Biography
Geoffrey Everest Hinton is a British-Canadian cognitive psychologist and computer scientist who is widely considered one of the most influential figures in the history of artificial intelligence. Often called the "Godfather of Deep Learning," Hinton's decades of research laid the groundwork for the neural network revolution that now powers everything from voice assistants to medical diagnostics.
Born in London in 1947, Hinton studied experimental psychology at King's College, Cambridge, before earning his PhD in artificial intelligence from the University of Edinburgh in 1978. His early career was defined by a stubborn belief in neural networks during a time when the broader AI community had largely abandoned them in favor of symbolic approaches.
The Backpropagation Breakthrough
In 1986, Hinton, David Rumelhart, and Ronald Williams published a landmark paper in Nature popularizing the backpropagation algorithm — a method for training multi-layer neural networks by calculating how much each connection contributed to the overall error and adjusting weights accordingly. This paper, arguably one of the most cited in computer science, reignited interest in connectionist models of intelligence.
"The idea that you could use gradients to train neural networks with many layers was considered crazy by most of the AI community. We proved them wrong."
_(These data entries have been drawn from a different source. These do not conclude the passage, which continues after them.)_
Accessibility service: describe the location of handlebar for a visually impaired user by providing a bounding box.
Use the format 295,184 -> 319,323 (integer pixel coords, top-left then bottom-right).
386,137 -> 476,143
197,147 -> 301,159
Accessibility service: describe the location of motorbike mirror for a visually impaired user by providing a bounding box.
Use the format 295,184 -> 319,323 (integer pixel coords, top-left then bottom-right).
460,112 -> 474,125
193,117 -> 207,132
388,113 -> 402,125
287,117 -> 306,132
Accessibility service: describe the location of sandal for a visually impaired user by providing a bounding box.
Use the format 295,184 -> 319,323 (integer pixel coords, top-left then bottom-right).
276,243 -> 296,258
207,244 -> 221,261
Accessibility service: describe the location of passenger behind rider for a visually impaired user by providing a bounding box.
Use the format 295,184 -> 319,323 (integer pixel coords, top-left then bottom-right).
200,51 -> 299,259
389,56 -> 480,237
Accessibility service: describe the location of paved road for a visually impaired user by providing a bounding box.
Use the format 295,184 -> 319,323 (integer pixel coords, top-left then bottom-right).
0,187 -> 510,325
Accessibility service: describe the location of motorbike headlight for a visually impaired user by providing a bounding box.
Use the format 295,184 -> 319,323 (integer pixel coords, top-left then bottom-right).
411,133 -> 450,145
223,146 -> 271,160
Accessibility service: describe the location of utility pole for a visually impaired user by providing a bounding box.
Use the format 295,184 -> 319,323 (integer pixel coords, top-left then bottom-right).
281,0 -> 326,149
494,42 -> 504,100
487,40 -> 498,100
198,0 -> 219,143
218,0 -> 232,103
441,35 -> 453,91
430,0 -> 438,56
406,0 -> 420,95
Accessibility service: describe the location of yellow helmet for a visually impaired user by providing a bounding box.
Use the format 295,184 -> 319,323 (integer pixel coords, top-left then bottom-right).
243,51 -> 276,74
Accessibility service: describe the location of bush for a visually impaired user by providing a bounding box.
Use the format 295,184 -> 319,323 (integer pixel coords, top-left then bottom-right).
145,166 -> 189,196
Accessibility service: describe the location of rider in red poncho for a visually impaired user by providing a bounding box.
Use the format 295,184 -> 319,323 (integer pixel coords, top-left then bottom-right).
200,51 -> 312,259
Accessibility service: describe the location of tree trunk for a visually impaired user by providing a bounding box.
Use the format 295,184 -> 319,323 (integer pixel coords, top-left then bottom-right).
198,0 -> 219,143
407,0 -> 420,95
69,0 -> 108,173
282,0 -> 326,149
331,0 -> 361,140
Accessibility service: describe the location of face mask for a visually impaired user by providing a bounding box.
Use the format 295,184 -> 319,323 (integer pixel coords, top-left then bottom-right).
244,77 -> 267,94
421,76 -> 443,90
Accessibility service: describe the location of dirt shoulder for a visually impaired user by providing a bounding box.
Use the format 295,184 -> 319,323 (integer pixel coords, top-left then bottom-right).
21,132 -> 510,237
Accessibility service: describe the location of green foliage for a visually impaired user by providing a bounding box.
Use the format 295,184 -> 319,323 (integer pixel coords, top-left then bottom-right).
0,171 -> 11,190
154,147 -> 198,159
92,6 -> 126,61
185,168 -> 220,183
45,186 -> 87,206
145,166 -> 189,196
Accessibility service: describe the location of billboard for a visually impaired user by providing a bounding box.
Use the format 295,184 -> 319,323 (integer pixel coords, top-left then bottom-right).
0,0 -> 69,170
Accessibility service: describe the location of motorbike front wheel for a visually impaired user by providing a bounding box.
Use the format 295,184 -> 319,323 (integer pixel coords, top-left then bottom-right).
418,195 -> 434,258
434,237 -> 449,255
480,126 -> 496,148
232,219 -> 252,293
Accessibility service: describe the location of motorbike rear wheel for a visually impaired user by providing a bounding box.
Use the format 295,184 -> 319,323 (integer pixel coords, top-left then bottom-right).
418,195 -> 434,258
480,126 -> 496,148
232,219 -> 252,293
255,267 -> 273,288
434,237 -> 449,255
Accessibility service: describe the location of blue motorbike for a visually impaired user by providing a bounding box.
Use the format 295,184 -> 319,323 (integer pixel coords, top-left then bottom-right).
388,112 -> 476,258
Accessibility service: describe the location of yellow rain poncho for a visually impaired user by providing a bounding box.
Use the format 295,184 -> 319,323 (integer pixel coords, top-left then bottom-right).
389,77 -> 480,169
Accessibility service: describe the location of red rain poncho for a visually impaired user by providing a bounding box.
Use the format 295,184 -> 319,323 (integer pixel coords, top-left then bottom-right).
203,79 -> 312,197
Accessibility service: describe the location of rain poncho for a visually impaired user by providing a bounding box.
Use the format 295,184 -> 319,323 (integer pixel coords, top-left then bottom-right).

The ImageNet Moment (2012)
Perhaps the single most pivotal event in modern AI history came in 2012, when Hinton's student Alex Krizhevsky (with Ilya Sutskever and Hinton as supervisor) entered AlexNet into the ImageNet competition — and won by an enormous margin. AlexNet achieved a top-5 error rate of 15.3%, compared to 26.2% by the runner-up. This demonstrated definitively that deep convolutional networks trained on GPUs could outperform any other approach.
The ImageNet win triggered a gold rush in deep learning, attracting billions in investment and spawning the modern AI industry.
Departure from Google & AI Safety
In 2023, at age 75, Hinton left Google to speak more freely about the risks of AI. He publicly stated he regretted some of his life's work, warning that AI systems could become dangerous and that society was moving too fast without adequate safeguards. His warnings about AI existential risk carry enormous weight precisely because of who he is — not a critic on the sidelines, but the person who built the foundations.
Legacy
In 2018, Hinton shared the Turing Award — computing's highest honor, often called the "Nobel Prize of Computing" — with Yann LeCun and Yoshua Bengio for their contributions to deep learning. The trio are affectionately known as the "Godfathers of Deep Learning."
Hinton's influence extends far beyond any single paper or algorithm. He trained a generation of researchers who now lead AI labs around the world, and his intellectual courage — maintaining faith in neural networks through decades of skepticism — makes him one of the great scientific heroes of the modern era.